Les Eldridge hasn’t given blood in about six years but he still has some pretty impressive statistics under his belt.
The Halifax man had made 347 donations over 56 years when he stopped putting his arm out at the age of 74.
If he had his druthers, he’d still be doing it.
"I was in to have my blood checked three days ago," Eldridge said recently. "My doctor said, ‘You could give blood right now. Everything is correct.’ "
Eldridge gave up donating blood in Canada about 10 years ago because of an issue with his heart, but he started going to Maine and made 14 donations in the U.S. over the next four years, from age 70 to 74.
As a thank you, the blood clinic in Maine gave him a T-shirt emblazoned with American and Canadian flags and the phrases "international donor" and "blood without borders."
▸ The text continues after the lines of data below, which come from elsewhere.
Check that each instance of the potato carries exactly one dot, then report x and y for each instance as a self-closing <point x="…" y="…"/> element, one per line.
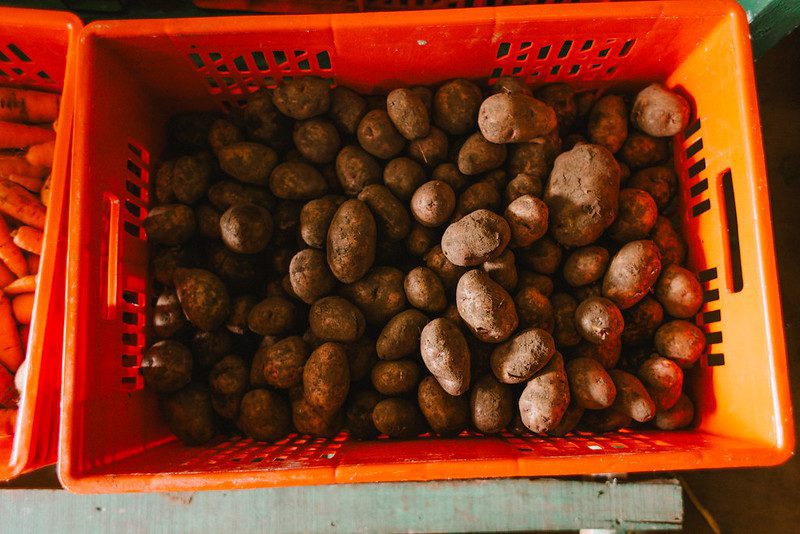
<point x="598" y="319"/>
<point x="659" y="182"/>
<point x="477" y="155"/>
<point x="446" y="355"/>
<point x="515" y="118"/>
<point x="273" y="316"/>
<point x="356" y="169"/>
<point x="455" y="106"/>
<point x="546" y="397"/>
<point x="379" y="295"/>
<point x="632" y="272"/>
<point x="519" y="358"/>
<point x="168" y="318"/>
<point x="446" y="414"/>
<point x="397" y="418"/>
<point x="189" y="414"/>
<point x="476" y="238"/>
<point x="248" y="162"/>
<point x="679" y="291"/>
<point x="203" y="297"/>
<point x="590" y="386"/>
<point x="431" y="149"/>
<point x="637" y="215"/>
<point x="347" y="109"/>
<point x="302" y="98"/>
<point x="491" y="405"/>
<point x="351" y="241"/>
<point x="582" y="194"/>
<point x="166" y="366"/>
<point x="679" y="416"/>
<point x="527" y="219"/>
<point x="641" y="322"/>
<point x="432" y="203"/>
<point x="659" y="112"/>
<point x="170" y="224"/>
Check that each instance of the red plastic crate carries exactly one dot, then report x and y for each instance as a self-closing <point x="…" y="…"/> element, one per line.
<point x="38" y="50"/>
<point x="134" y="75"/>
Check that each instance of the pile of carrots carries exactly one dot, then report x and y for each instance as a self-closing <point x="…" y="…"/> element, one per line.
<point x="27" y="141"/>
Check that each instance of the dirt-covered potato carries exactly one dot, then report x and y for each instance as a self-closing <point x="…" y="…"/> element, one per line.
<point x="432" y="203"/>
<point x="455" y="106"/>
<point x="590" y="386"/>
<point x="632" y="272"/>
<point x="515" y="118"/>
<point x="527" y="219"/>
<point x="166" y="366"/>
<point x="170" y="224"/>
<point x="659" y="112"/>
<point x="598" y="319"/>
<point x="273" y="316"/>
<point x="582" y="194"/>
<point x="491" y="405"/>
<point x="446" y="355"/>
<point x="679" y="291"/>
<point x="486" y="308"/>
<point x="189" y="414"/>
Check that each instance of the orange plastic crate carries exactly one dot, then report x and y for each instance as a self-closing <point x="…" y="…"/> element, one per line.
<point x="37" y="50"/>
<point x="134" y="75"/>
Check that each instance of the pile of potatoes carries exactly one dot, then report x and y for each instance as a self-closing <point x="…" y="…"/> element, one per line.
<point x="426" y="261"/>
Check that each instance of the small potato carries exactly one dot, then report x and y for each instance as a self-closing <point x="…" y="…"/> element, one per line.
<point x="189" y="414"/>
<point x="336" y="319"/>
<point x="356" y="169"/>
<point x="203" y="297"/>
<point x="400" y="337"/>
<point x="476" y="238"/>
<point x="395" y="377"/>
<point x="248" y="162"/>
<point x="590" y="386"/>
<point x="637" y="215"/>
<point x="632" y="273"/>
<point x="679" y="291"/>
<point x="166" y="366"/>
<point x="527" y="219"/>
<point x="302" y="98"/>
<point x="446" y="355"/>
<point x="433" y="203"/>
<point x="679" y="416"/>
<point x="545" y="399"/>
<point x="521" y="357"/>
<point x="477" y="155"/>
<point x="446" y="414"/>
<point x="598" y="319"/>
<point x="455" y="106"/>
<point x="391" y="215"/>
<point x="515" y="118"/>
<point x="424" y="290"/>
<point x="659" y="112"/>
<point x="403" y="176"/>
<point x="273" y="316"/>
<point x="534" y="309"/>
<point x="680" y="341"/>
<point x="317" y="140"/>
<point x="608" y="123"/>
<point x="170" y="224"/>
<point x="491" y="405"/>
<point x="378" y="135"/>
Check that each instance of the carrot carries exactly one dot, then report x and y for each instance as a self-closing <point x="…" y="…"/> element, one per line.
<point x="28" y="239"/>
<point x="24" y="105"/>
<point x="21" y="205"/>
<point x="13" y="135"/>
<point x="26" y="284"/>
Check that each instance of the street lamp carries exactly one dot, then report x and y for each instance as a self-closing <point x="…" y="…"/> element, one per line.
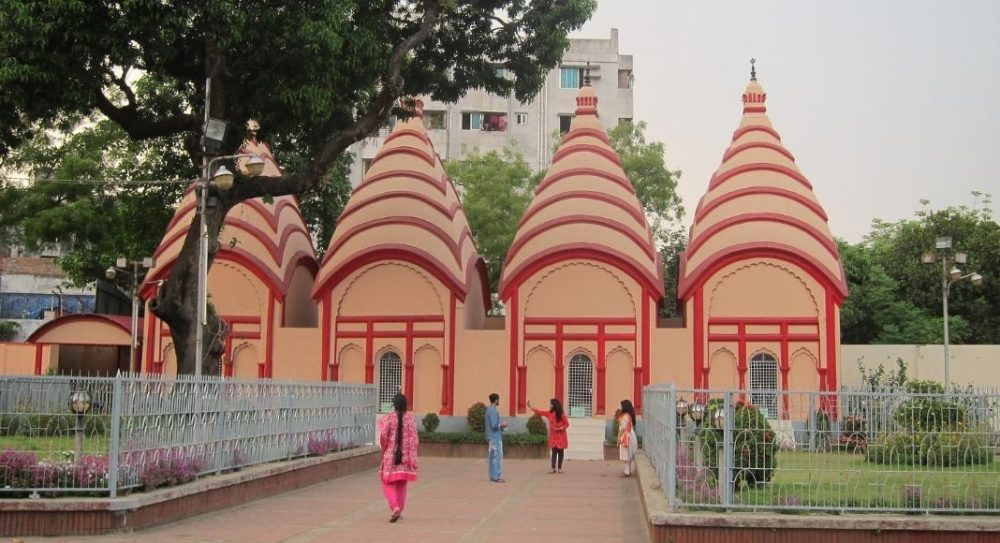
<point x="949" y="276"/>
<point x="124" y="263"/>
<point x="79" y="404"/>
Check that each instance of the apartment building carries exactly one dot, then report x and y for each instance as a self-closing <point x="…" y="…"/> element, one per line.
<point x="488" y="122"/>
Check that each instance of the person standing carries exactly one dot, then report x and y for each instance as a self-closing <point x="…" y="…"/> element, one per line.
<point x="494" y="437"/>
<point x="398" y="439"/>
<point x="558" y="423"/>
<point x="627" y="442"/>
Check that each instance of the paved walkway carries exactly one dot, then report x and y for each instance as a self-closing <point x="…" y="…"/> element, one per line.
<point x="453" y="502"/>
Eldridge, now 80, is still committed to the cause and speaks to Nova Scotia community groups about the benefits of donating blood, taking along a 200-litre drum as a visual aid. He has calculated that he gave about 195 litres of his AB-positive blood over more than half a century.
Eldridge made his first donation at 18 when he was a student at Queen Elizabeth High School in Halifax. For the next several years, he made the odd donation here and there.
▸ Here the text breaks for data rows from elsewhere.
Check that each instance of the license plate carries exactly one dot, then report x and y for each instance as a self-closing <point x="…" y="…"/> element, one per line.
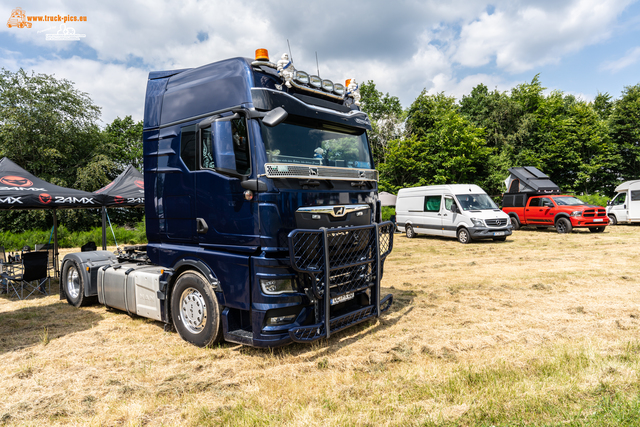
<point x="342" y="298"/>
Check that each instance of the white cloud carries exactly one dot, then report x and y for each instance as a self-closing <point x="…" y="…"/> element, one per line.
<point x="631" y="57"/>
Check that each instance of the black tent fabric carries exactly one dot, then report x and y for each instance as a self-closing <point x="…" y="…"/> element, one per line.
<point x="21" y="190"/>
<point x="127" y="190"/>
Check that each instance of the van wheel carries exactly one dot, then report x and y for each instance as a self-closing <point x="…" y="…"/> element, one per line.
<point x="195" y="310"/>
<point x="410" y="233"/>
<point x="73" y="285"/>
<point x="563" y="225"/>
<point x="515" y="223"/>
<point x="464" y="236"/>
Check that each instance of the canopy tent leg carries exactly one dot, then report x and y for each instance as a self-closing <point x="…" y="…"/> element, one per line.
<point x="104" y="228"/>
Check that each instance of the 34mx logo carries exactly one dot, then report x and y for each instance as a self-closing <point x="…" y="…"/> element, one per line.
<point x="11" y="200"/>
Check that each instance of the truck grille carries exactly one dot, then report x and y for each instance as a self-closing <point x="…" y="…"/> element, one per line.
<point x="590" y="213"/>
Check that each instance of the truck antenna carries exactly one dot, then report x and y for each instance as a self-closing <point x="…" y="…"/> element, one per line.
<point x="290" y="55"/>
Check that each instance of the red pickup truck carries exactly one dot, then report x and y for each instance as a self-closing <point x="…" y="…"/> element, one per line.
<point x="561" y="211"/>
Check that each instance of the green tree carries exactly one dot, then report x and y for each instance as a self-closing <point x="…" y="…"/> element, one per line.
<point x="386" y="115"/>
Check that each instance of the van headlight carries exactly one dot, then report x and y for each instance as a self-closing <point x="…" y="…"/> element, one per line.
<point x="277" y="286"/>
<point x="477" y="222"/>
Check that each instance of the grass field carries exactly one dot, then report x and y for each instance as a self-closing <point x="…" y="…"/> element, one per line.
<point x="539" y="330"/>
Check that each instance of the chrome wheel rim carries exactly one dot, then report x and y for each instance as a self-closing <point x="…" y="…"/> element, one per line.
<point x="193" y="310"/>
<point x="73" y="283"/>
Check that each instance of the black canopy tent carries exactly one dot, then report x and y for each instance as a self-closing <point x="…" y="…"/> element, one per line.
<point x="20" y="189"/>
<point x="126" y="191"/>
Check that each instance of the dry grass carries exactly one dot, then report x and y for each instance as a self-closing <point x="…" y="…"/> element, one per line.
<point x="541" y="329"/>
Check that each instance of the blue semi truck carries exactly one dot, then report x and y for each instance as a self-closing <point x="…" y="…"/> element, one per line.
<point x="262" y="213"/>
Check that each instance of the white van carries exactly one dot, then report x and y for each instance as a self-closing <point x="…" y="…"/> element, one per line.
<point x="463" y="211"/>
<point x="625" y="206"/>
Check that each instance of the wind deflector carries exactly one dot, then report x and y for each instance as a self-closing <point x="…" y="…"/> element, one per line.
<point x="529" y="179"/>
"By 1989, I had 28 donations, which is nothing," he says. "But then I caught fire."
Eldridge found out about donating plasma, which can be done weekly, as opposed to whole blood donations, which require a 56-day break.
"In six years, I did 303 of them," he said of his weekly visits to the blood bank.
The senior says his dad, who worked at the old Camp Hill Hospital in Halifax, was his inspiration to be a regular donor.
"I remember him one time giving (blood) body to body. He was in one bed and the guy who needed it was in the next bed."
Eldridge, who recently spoke to a group at Bethany United Church in Halifax, made the news in recent years when one of his granddaughters made her first blood donation. And he says his own donating days may not be over. He plans to get a note from his doctor saying he’s still healthy enough to give blood.
Canadian Blood Services has no age restriction on blood donations, although donors older than 70 must get clearance from their doctor each year.
Jim Lord of Bedford holds the local record for blood donations, having recently made his 1,000th.